As much as Facebook posts might make you assume… life is not only rainbows and unicorns. Day 15 of our travels my daughter states in tears after a morning of emotional overwhelment : “I wish my sister was never born, and I wish you would die”.The words pierced my heart like nothing I have felt before. I knew that something like this would be on the menue one day. Yet, I expected it more towards teenager times. These tough emotions coming up at at the age of six hit me like a hammer... super unprepared. I tried to neutralize in a conversation with my daughter and noticed quickly: not possible. So went in the Shala in Sunshine House to practice, breath and sit with it.
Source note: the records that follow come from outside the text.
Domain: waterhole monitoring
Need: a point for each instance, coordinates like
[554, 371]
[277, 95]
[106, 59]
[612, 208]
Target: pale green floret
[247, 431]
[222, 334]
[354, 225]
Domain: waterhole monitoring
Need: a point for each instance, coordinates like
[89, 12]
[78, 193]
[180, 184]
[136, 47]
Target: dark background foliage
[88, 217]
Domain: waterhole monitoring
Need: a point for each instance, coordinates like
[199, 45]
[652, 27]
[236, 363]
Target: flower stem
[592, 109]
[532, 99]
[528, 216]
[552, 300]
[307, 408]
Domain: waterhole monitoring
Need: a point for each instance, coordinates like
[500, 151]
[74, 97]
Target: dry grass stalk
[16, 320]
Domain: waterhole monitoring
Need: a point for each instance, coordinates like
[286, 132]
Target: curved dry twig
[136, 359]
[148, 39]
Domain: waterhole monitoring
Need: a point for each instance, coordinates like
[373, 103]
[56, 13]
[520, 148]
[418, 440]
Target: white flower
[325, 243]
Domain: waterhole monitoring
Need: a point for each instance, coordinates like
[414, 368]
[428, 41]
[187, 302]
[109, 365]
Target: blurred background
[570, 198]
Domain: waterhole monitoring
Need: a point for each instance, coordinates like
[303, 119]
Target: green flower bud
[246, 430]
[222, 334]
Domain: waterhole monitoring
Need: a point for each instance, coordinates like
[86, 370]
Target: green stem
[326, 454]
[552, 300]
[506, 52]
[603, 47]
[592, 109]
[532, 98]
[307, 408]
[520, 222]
“Kerys Williams, you are a mother of three, how do you manage? You’ve got three children and only two legs, how do you fit them all?” I ask desperately, fishing for wisdom. And there goes the wise woman in between household chores, friends in her house, packing the bags for two children leaving to summer camp, answering emails and prepping a massive course starting the next day: “I understand! It is tough to be be a big sister, you know when Gaia was small…” and she shared her lived experience being a mum of two small children in her brilliant way of storytelling in bright colours and alive emotions. “You know”, she said in the end, “mommy only has two legs and two arms, and often times her lab in busy. But you know: Her heart is soooo big, that it can fit all children and embrace them fully”.And there Lea sat, with big eys, feeling understood. Maybe still frustrated, but listened to and understood from a mother who is a big sister herself…I stand in awe of the deep connections, the ego wringing and heart expanding experience of being a mother, the spirit of Sunshine House encouraging transformation through embrace always, my family being my teachers of life, life itself as it unfolds.